GSA Annual Meeting in Seattle, Washington, USA - 2017

Paper No. 220-8
Presentation Time: 3:15 PM

SEXUAL DIMORPHISM IS GENERALLY STABLE OVER THE LIFETIME OF FOSSIL OSTRACODE SPECIES


HUNT, Gene, Department of Paleobiology, Smithsonian Institution, National Museum of Natural History, NHB MRC 121, P.O. Box 37012, Washington, DC 20013-7012, FERNANDES MARTINS, Maria João, Department of Paleobiology, Smithsonian Institution, NMNH, Smithsonian Institution [NHB, MRC 121], PO Box 37012, Washington, DC 20113-7012, PUCKETT, T. Markham, Department of Geography and Geology, University of Southern Mississippi, 118 College Drive, Box 5051, Hattiesburg, MS 39406, SHAW, Jack O., Geology & Environmental Geosciences, Lafayette College, Van Wickle Hall, Easton, PA 18042, LOCKWOOD, Rowan, Department of Geology, The College of William and Mary, P.O. Box 8795, Williamsburg, VA 23187 and SWADDLE, John P., Department of Biology, The College of William and Mary, PO Box 8795, Williamsburg, VA 23187-8795, hunte@si.edu

Sexual dimorphism can vary among closely related species, but there is little data about how sexual dimorphism varies through the lifetime of a species. Here we document sexual dimorphism in the carapaces of ostracode crustaceans from the superfamily Cytheroidea collected from the Late Cretaceous (~85 to 66 million years ago) of the US Coastal Plain.
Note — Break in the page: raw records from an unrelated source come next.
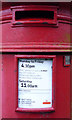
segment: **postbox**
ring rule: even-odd
[[[3,2],[1,12],[2,119],[70,119],[70,2]]]

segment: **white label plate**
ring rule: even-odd
[[[52,107],[51,59],[19,59],[18,107]]]

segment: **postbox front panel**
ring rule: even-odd
[[[19,59],[18,107],[52,107],[52,60]]]
[[[23,63],[24,65],[27,64],[26,60],[29,60],[30,62],[31,62],[31,60],[33,60],[33,62],[35,61],[35,58],[31,57],[31,58],[27,59],[27,58],[23,58],[23,56],[22,56],[22,58],[18,59],[18,63],[16,64],[16,66],[18,65],[17,69],[19,71],[19,74],[20,74],[20,72],[22,72],[21,70],[23,69],[23,68],[22,69],[19,68],[22,65],[22,61],[25,61]],[[70,101],[70,97],[69,97],[70,96],[70,94],[69,94],[69,91],[70,91],[70,66],[68,66],[68,67],[64,66],[63,58],[64,58],[64,55],[56,55],[55,91],[53,89],[53,91],[55,92],[55,95],[56,95],[55,111],[50,112],[48,110],[48,111],[43,111],[42,113],[40,113],[40,110],[39,110],[38,112],[36,111],[36,113],[34,113],[34,112],[32,113],[31,112],[32,111],[31,109],[33,109],[32,106],[31,106],[31,109],[27,109],[27,107],[29,108],[29,104],[28,104],[28,106],[26,106],[25,104],[23,104],[23,106],[22,106],[22,103],[19,104],[19,101],[18,101],[17,94],[18,93],[20,94],[21,91],[19,91],[19,90],[20,90],[20,87],[23,86],[23,84],[20,82],[19,83],[20,86],[18,86],[18,83],[17,83],[17,81],[20,79],[21,76],[18,76],[18,78],[16,76],[17,71],[16,71],[16,67],[15,67],[15,63],[16,63],[15,55],[10,55],[10,54],[3,55],[3,58],[2,58],[2,61],[3,61],[3,65],[2,65],[2,67],[3,67],[3,81],[2,81],[2,83],[3,83],[3,86],[2,86],[2,88],[3,88],[3,92],[2,92],[2,94],[3,94],[3,102],[2,102],[3,118],[40,118],[40,117],[41,118],[65,118],[65,117],[69,118],[69,116],[70,116],[70,109],[69,109],[69,106],[70,106],[70,102],[69,102]],[[53,63],[52,59],[51,58],[47,58],[48,60],[45,60],[45,58],[43,58],[43,59],[39,58],[39,59],[41,61],[43,61],[43,63],[36,63],[36,64],[31,63],[31,65],[42,64],[42,65],[40,65],[40,68],[38,70],[41,70],[41,69],[49,70],[50,73],[48,73],[48,72],[45,73],[46,78],[45,79],[43,78],[43,75],[41,74],[41,72],[35,73],[36,69],[34,68],[34,66],[33,66],[33,68],[30,68],[30,69],[33,69],[34,74],[39,74],[39,76],[37,76],[37,77],[39,77],[39,78],[42,77],[41,80],[47,79],[46,82],[48,82],[48,78],[49,78],[48,76],[52,76],[52,70],[51,70],[52,68],[49,68],[52,66],[52,63]],[[21,62],[20,62],[20,60],[21,60]],[[36,58],[36,60],[38,60],[38,58]],[[48,63],[50,63],[50,65],[48,65]],[[44,68],[43,65],[46,67]],[[29,68],[25,68],[25,70],[29,70]],[[24,77],[25,77],[25,74],[24,74]],[[47,74],[48,74],[48,76],[47,76]],[[26,75],[26,78],[29,77],[29,75],[30,75],[30,73],[28,74],[28,76]],[[34,76],[32,76],[32,78],[30,77],[30,79],[31,79],[30,81],[33,81],[33,77]],[[50,77],[50,80],[51,79],[52,78]],[[27,80],[25,79],[25,81],[27,81]],[[36,79],[35,79],[35,81],[36,81]],[[43,84],[46,86],[46,89],[48,90],[48,87],[52,83],[49,83],[49,86],[48,86],[48,84],[47,85],[45,83],[43,83]],[[42,84],[42,86],[43,86],[43,84]],[[28,86],[28,83],[26,83],[26,85]],[[33,84],[33,85],[39,86],[39,83]],[[18,86],[18,89],[17,89],[17,86]],[[41,88],[42,86],[39,86],[39,88]],[[33,89],[34,88],[32,88],[32,90],[30,88],[22,88],[21,90],[26,91],[26,92],[28,90],[29,93],[26,94],[26,92],[24,92],[25,96],[19,95],[19,97],[20,98],[23,97],[23,99],[25,97],[25,99],[26,99],[27,95],[30,95],[30,98],[28,96],[27,99],[33,99],[34,97],[36,97],[33,95],[33,92],[37,93],[37,91],[35,91]],[[50,89],[51,89],[51,87],[50,87]],[[29,91],[29,90],[31,90],[31,91]],[[43,91],[38,91],[38,93],[42,92],[41,96],[40,95],[38,96],[38,94],[36,94],[37,97],[39,97],[38,99],[39,100],[41,99],[41,101],[39,101],[39,102],[51,102],[50,101],[51,97],[49,98],[47,96],[49,94],[51,94],[52,91],[50,90],[49,94],[48,94],[48,91],[46,91],[46,94],[43,94],[45,92],[44,91],[45,87],[43,87],[42,90]],[[21,94],[23,94],[23,92],[21,92]],[[33,96],[31,96],[31,94]],[[44,97],[47,97],[47,98],[44,99]],[[36,99],[33,99],[33,101],[34,100],[36,100]],[[46,101],[46,100],[48,100],[48,101]],[[26,102],[30,102],[30,101],[25,100],[24,102],[26,103]],[[23,111],[21,111],[22,107],[26,108],[26,111],[25,111],[25,109]],[[33,107],[35,107],[35,105],[33,105]],[[40,107],[43,108],[43,105],[41,106],[38,104],[37,108],[40,108]],[[48,108],[51,106],[49,106],[49,104],[48,105],[46,104],[46,106],[44,106],[44,108],[46,108],[46,107]],[[17,108],[21,108],[21,109],[18,109],[18,111],[17,111],[16,110]]]

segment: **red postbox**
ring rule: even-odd
[[[70,118],[70,3],[2,5],[2,118]]]

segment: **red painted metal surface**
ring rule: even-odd
[[[35,58],[39,58],[39,59],[52,59],[53,60],[53,68],[52,68],[52,107],[51,108],[18,108],[18,59],[19,58],[26,58],[26,59],[35,59]],[[16,55],[15,56],[15,64],[16,64],[16,74],[15,74],[15,78],[16,78],[16,111],[20,111],[20,112],[51,112],[51,111],[55,111],[55,107],[56,107],[56,95],[55,95],[55,80],[56,80],[56,56],[48,56],[48,55]]]
[[[69,118],[70,117],[70,67],[64,67],[63,55],[56,56],[56,109],[52,113],[25,113],[16,110],[15,55],[2,57],[2,113],[3,118]],[[43,116],[44,115],[44,116]]]
[[[13,3],[15,6],[21,3]],[[31,3],[29,3],[31,5]],[[40,4],[40,3],[39,3]],[[52,5],[51,5],[52,4]],[[2,117],[3,118],[70,118],[70,68],[64,67],[64,56],[72,52],[70,39],[70,4],[57,3],[58,27],[11,27],[12,3],[3,3],[2,18]],[[56,6],[56,3],[50,3]],[[1,24],[0,24],[1,25]],[[1,45],[1,43],[0,43]],[[53,112],[16,112],[16,55],[56,55],[54,76],[56,104]],[[71,60],[72,63],[72,60]]]

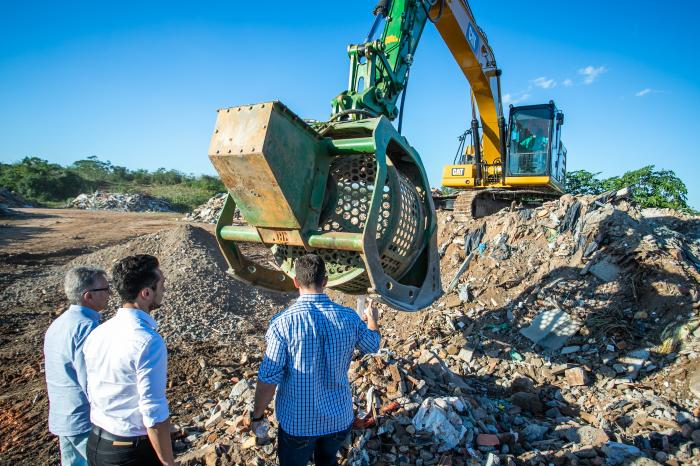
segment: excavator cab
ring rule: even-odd
[[[563,191],[564,114],[554,102],[510,107],[505,184]]]

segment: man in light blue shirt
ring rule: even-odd
[[[305,466],[312,456],[318,466],[336,465],[353,421],[350,360],[356,348],[379,350],[377,311],[370,306],[360,318],[331,301],[319,256],[300,257],[294,269],[300,296],[270,322],[250,421],[257,431],[276,390],[280,466]]]
[[[90,266],[69,270],[64,289],[71,306],[53,321],[44,339],[49,431],[58,435],[61,465],[82,466],[87,464],[92,429],[83,344],[100,323],[110,289],[104,270]]]

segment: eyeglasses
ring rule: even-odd
[[[111,293],[111,292],[112,292],[112,289],[111,289],[110,287],[106,287],[106,288],[94,288],[94,289],[92,289],[92,290],[85,290],[85,291],[83,291],[83,294],[85,294],[85,293],[90,293],[90,292],[95,292],[95,291],[106,291],[107,293]]]

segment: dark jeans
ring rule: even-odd
[[[277,457],[280,466],[306,466],[313,455],[316,466],[336,466],[335,454],[350,433],[350,427],[335,434],[319,437],[295,437],[280,427],[277,434]]]
[[[148,437],[103,435],[95,430],[90,432],[87,449],[89,466],[162,466]]]

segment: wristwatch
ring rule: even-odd
[[[265,418],[265,413],[262,413],[260,416],[255,417],[253,416],[253,410],[251,409],[250,411],[248,411],[248,418],[251,422],[260,422]]]

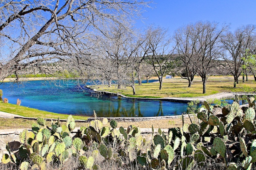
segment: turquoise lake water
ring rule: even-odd
[[[143,82],[145,82],[143,81]],[[3,83],[3,98],[21,105],[58,113],[98,117],[146,117],[180,115],[187,111],[187,103],[158,100],[133,99],[104,95],[98,98],[91,90],[78,89],[75,82],[31,81],[17,85]],[[231,102],[232,101],[230,101]]]

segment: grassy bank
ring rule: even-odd
[[[190,124],[190,123],[188,118],[184,119],[185,123]],[[31,125],[33,123],[36,123],[35,120],[25,119],[22,118],[0,118],[0,129],[23,129],[31,128]],[[62,124],[65,123],[61,123]],[[76,127],[81,127],[86,126],[88,125],[88,123],[76,122]],[[50,127],[51,122],[50,121],[46,122],[47,125]],[[109,123],[108,124],[109,125]],[[126,128],[130,125],[134,125],[136,126],[139,126],[140,128],[151,128],[152,125],[154,128],[158,129],[168,128],[173,127],[182,127],[182,121],[181,118],[168,119],[157,120],[150,120],[142,122],[120,122],[117,124],[117,128],[123,126]]]
[[[157,79],[154,78],[154,79]],[[204,96],[221,92],[253,92],[256,90],[256,83],[253,77],[249,76],[249,81],[242,83],[240,80],[234,88],[234,80],[231,76],[211,76],[208,79],[206,84],[206,93],[203,92],[203,83],[200,77],[195,77],[191,87],[188,87],[188,82],[186,80],[179,77],[172,79],[164,79],[163,88],[159,90],[158,82],[143,83],[142,85],[135,85],[136,95],[132,95],[132,88],[127,87],[117,89],[112,85],[99,89],[100,90],[107,91],[113,93],[121,93],[129,97],[142,98],[161,98],[164,97],[191,97]]]
[[[59,117],[60,119],[66,119],[68,116],[68,115],[40,110],[35,109],[2,102],[0,103],[0,111],[30,117],[57,119]],[[88,117],[78,116],[74,116],[73,117],[75,119],[81,120],[87,120],[88,118]]]

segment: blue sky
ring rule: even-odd
[[[155,24],[168,27],[172,33],[183,25],[199,20],[231,24],[234,31],[242,25],[256,24],[255,0],[155,0],[143,14],[145,24],[137,21],[137,27]],[[145,25],[146,24],[146,25]]]

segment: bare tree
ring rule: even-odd
[[[1,1],[0,79],[14,74],[18,81],[21,70],[47,63],[65,61],[67,68],[81,66],[80,57],[92,55],[94,45],[87,43],[88,39],[112,25],[125,28],[134,17],[140,17],[149,2]]]
[[[194,64],[195,60],[194,49],[197,37],[191,36],[193,25],[188,24],[181,27],[175,32],[174,39],[176,44],[176,51],[181,63],[174,62],[176,67],[176,73],[181,78],[188,81],[188,87],[190,87],[195,75],[197,71],[197,67]]]
[[[191,30],[191,38],[196,39],[196,41],[192,42],[196,57],[193,62],[203,78],[204,94],[206,93],[207,76],[210,69],[214,66],[213,61],[219,59],[221,54],[220,36],[228,27],[224,25],[219,29],[217,23],[200,21],[194,24]]]
[[[256,27],[252,25],[243,26],[237,28],[233,33],[227,32],[221,37],[221,40],[223,48],[228,52],[224,53],[223,58],[227,62],[228,69],[234,77],[234,87],[238,83],[238,78],[243,72],[242,66],[246,49],[252,40],[252,36]],[[244,82],[244,75],[243,76]]]
[[[171,39],[168,34],[167,29],[150,25],[146,31],[147,40],[143,48],[147,59],[158,77],[160,90],[162,89],[167,64],[173,52],[173,50],[169,50]]]
[[[142,63],[140,67],[141,75],[146,78],[147,82],[148,83],[149,79],[156,74],[152,65],[147,63]]]

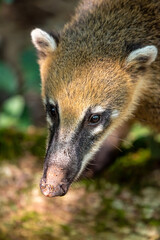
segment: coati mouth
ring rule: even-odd
[[[46,197],[64,196],[71,183],[72,181],[66,178],[66,171],[63,168],[52,165],[41,178],[40,189]]]

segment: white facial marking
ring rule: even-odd
[[[112,112],[112,115],[111,115],[111,118],[112,119],[115,119],[115,118],[117,118],[119,116],[119,111],[118,110],[113,110],[113,112]]]
[[[101,106],[96,106],[96,107],[92,108],[92,113],[102,113],[104,111],[105,111],[105,109]]]
[[[52,98],[50,98],[50,99],[49,99],[49,103],[50,103],[51,105],[53,105],[53,106],[55,106],[55,105],[56,105],[56,103],[53,101],[53,99],[52,99]]]
[[[158,54],[158,49],[154,45],[146,46],[146,47],[139,48],[137,50],[132,51],[129,54],[126,62],[130,63],[140,57],[148,57],[148,61],[146,62],[146,64],[150,65],[152,62],[155,61],[157,54]]]
[[[31,38],[32,38],[33,44],[39,51],[43,51],[45,49],[45,44],[48,45],[46,46],[47,50],[51,52],[53,52],[57,47],[57,44],[54,38],[51,37],[45,31],[41,30],[40,28],[36,28],[32,30]],[[40,41],[42,42],[42,44],[39,43]],[[44,43],[44,46],[43,46],[43,43]]]

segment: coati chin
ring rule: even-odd
[[[49,126],[40,187],[62,196],[113,133],[137,119],[160,132],[160,1],[83,0],[59,37],[31,37]]]

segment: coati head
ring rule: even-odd
[[[62,196],[107,136],[131,117],[157,48],[144,46],[122,59],[98,55],[83,42],[68,44],[63,36],[58,43],[40,29],[31,36],[49,126],[40,187],[45,196]]]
We measured size and shape from carapace outlines of over 100 species and used mixture models to detect male and female clusters, with males assigned to be the more elongate cluster as in living cytheroids. We quantified dimorphism as the difference between male and female means in size (log area) and shape (log of the length to height ratio). Across the fauna, a variety of dimorphism patterns were observed. Males are usually larger than females, sometimes by as much as 30%, but in some species they are up to 20% smaller. Similarly, males range from slightly (2%) to substantially (15%) more elongate than females across species. Despite this variation in dimorphism, repeated measures within species almost always find little to no difference in dimorphism, even among samples spanning hundred of kilometers and millions of years. We found evidence for substantial change in dimorphism within only one species, Haplocytheridea renfroensis, which starts out highly dimorphic in size and shape but becomes much less strongly dimorphic over about 15 million years. These findings suggest that sexual dimorphism, despite its likely links to sexual selection and organismal fitness, can often behave as a stable, species-level trait.